Pain - Part Two: Your Choice
Pain is temporary. It may last a minute, or an hour, or a day, or a year, but eventually it will subside and something else will take its place. If I quit, however, it lasts forever. -- Lance Armstrong
In my last post, we looked at the first 5 of 12 ways that competitive cyclists use to cope with pain. Keep in mind that we are talking about exertion pain, not injury. If you are injured, seek appropriate medical care. When your leg is fractured, all the positive self-talk in the world is no replacement for a cast.
Here are 7 more strategies that cyclists in the study used:
(1) They mentally rehearse the course and the possible feelings that they might experience during the race. Here’s how one rider described it: “I would visualize riding up the hill and saying to myself, ‘Hey, it’s going to be really hard right now. I’m going to be suffering right now and this is the part of the ride that is going to be painful. When I get to the crest of the hill when it flattens out or goes downhill there will be less pain.’ Knowing what to expect when you are going to suffer allows me to deal with the pain better.
(2) The use positive self-talk. Here are some of the things they told themselves: Hey, I’ve trained for this. I’ve prepared myself. I can get through this. It will get easier soon. Everybody else is suffering too. If I’m suffering, everybody else must be suffering worse. This is what I’m supposed to be feeling right now. Nothing is going wrong and this is a correct response to work.
(3) They display a hopeful or cheerful view of the painful experience and expect a good outcome from it. Really, is there anything more to say here?
(4) They are confident that they can be competitive with the other racers and therefore endure the pain. As one cyclist stated, “… You mentally say, ‘Hey, I’m supposed to beat this guy. I can beat him!’ You block out the pain until the second it is over, and then you know it hurt. The same thing in cycling, if you have the perception, ‘Hey, I’m supposed to beat this guy,’ then you can push harder because of confidence.
(5) They focus on the positive results of pain – winning a race, having the satisfaction of accomplishment, the satisfaction of knowing someone else was hurting as a result of their effort.
(6) They accept pain as a part of the sport – something to be attended to, not feared, run away or hidden from. One cyclist put it this way: “It’s part of it. It’s just something that is unwritten that you learn to deal with. It’s indescribable and you just learn to deal with it.”

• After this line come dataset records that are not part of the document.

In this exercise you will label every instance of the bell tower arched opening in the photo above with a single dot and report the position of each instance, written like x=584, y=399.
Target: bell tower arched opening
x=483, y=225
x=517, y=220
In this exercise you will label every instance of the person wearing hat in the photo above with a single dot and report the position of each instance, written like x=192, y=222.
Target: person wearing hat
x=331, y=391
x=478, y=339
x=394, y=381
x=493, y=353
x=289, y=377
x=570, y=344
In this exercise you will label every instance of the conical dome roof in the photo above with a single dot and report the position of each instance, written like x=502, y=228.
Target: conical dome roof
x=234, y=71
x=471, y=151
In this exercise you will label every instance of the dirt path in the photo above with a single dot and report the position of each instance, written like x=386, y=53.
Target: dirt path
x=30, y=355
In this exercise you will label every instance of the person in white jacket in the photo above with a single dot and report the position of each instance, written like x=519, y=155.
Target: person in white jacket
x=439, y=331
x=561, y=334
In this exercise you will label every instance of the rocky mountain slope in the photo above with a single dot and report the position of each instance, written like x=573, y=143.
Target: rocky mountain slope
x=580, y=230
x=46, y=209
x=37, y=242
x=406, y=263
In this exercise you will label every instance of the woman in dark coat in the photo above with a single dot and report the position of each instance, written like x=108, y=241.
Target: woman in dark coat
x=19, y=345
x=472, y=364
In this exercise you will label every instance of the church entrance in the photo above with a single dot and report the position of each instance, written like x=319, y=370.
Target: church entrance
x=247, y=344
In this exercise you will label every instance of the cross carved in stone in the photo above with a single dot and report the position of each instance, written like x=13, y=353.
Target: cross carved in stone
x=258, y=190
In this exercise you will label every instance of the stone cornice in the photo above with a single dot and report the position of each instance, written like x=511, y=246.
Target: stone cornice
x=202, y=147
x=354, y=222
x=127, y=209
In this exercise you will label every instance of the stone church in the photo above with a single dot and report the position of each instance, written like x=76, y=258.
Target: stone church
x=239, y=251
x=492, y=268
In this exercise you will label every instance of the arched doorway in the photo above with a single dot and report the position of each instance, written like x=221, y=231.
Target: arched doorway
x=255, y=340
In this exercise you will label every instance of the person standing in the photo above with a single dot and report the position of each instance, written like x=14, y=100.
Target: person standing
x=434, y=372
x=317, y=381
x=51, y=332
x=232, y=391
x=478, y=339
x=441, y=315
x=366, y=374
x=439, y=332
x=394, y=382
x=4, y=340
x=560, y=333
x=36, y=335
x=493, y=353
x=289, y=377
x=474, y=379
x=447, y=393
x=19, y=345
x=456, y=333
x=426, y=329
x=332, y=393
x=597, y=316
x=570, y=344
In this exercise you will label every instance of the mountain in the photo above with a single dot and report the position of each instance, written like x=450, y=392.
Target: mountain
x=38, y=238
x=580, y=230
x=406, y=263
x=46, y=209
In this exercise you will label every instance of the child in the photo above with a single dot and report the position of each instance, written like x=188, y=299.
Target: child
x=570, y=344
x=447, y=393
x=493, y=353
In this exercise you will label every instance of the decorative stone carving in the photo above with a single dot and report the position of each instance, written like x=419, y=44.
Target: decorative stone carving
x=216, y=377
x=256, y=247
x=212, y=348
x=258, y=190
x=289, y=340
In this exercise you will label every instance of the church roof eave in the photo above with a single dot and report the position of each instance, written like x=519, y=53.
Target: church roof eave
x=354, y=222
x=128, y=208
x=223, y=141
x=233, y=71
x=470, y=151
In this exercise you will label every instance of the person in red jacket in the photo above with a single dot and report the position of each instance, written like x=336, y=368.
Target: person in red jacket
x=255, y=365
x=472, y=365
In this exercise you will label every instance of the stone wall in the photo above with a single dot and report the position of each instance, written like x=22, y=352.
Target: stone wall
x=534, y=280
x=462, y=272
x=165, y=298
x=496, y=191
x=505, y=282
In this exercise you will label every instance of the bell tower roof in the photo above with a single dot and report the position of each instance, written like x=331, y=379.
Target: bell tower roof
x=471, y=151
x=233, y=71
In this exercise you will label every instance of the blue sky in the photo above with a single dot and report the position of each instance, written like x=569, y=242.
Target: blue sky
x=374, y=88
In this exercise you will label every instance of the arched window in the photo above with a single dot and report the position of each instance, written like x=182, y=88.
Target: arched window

(7) They attempt to be in a position of control as opposed to a position of being controlled. Here’s how a cyclist in the study described it: “A lot of it comes down to controlling it, the pain, the pace, or the threshold you are set at….If you get on the front I think to some degree you feel like you are in control and you are making them suffer and so you get a little bit of a lift from that as well as just knowing that you are at the front. “
What over arching conclusions we can draw from this study?
Pain is about choice.
We can keep in mind that the experience of pain is voluntary. What we do – particularly those of us competing at the amateur level – is by choice. If we can accept that our choice to compete is also a choice to feel pain, we can then employ one of the 12 coping strategies.
How we perceive pain is a choice. We can choose the level of intensity of pain we experience. As, the study's authors note, William Shakespeare wrote, “There is nothing either good or bad, but thinking makes it so.”
Pain is temporary.
It always ends – often in a relatively short amount of time.
Employing mental skills helps.
Knowing how to and remembering to relax when experiencing pain is crucial. If you’re tense you are likely to experience more pain not less.
Breathe.
Controlled breathing not only induces relaxation but also facilitates performance by increasing the amount of oxygen in the blood.
Goal setting is crucial.
Goal setting keeps focused on the task at hand, not the pain. Entering a race without a focus allows outside distractions such as pain to interfere with our performance.
Maintain the mindset of control.
Use positive self-talk. Turn negative self-talk into something positive. You may not be able to control what your competitors do, or the pain that a particular course “dishes out,” but you can always control your own thoughts.
While this study examined the experiences of high level competitive cyclists most, if not all of the findings, apply to any sport in which we feel the pain of exertion whether we’re running, swimming, race-walking, skiing or engaging in any other painful activity.
If you’re like me, you’ll spend the next two weeks watching TV as the Tour de France continues up the Pyrenees and through the Alps. You’ll see the riders push through incredible pain on their way to the finish in Paris. And you’ll know how they do it. The same way you, with practice, can do it at your next race.
Comments? Be my guest!
Reference:
Kress, J. L. & Statler, T. (2008). A naturalistic investigation of former Olympic cyclists’ cognitive strategies for coping with exertion pain during performance. Journal of Sport Behavior, 30, 428-452.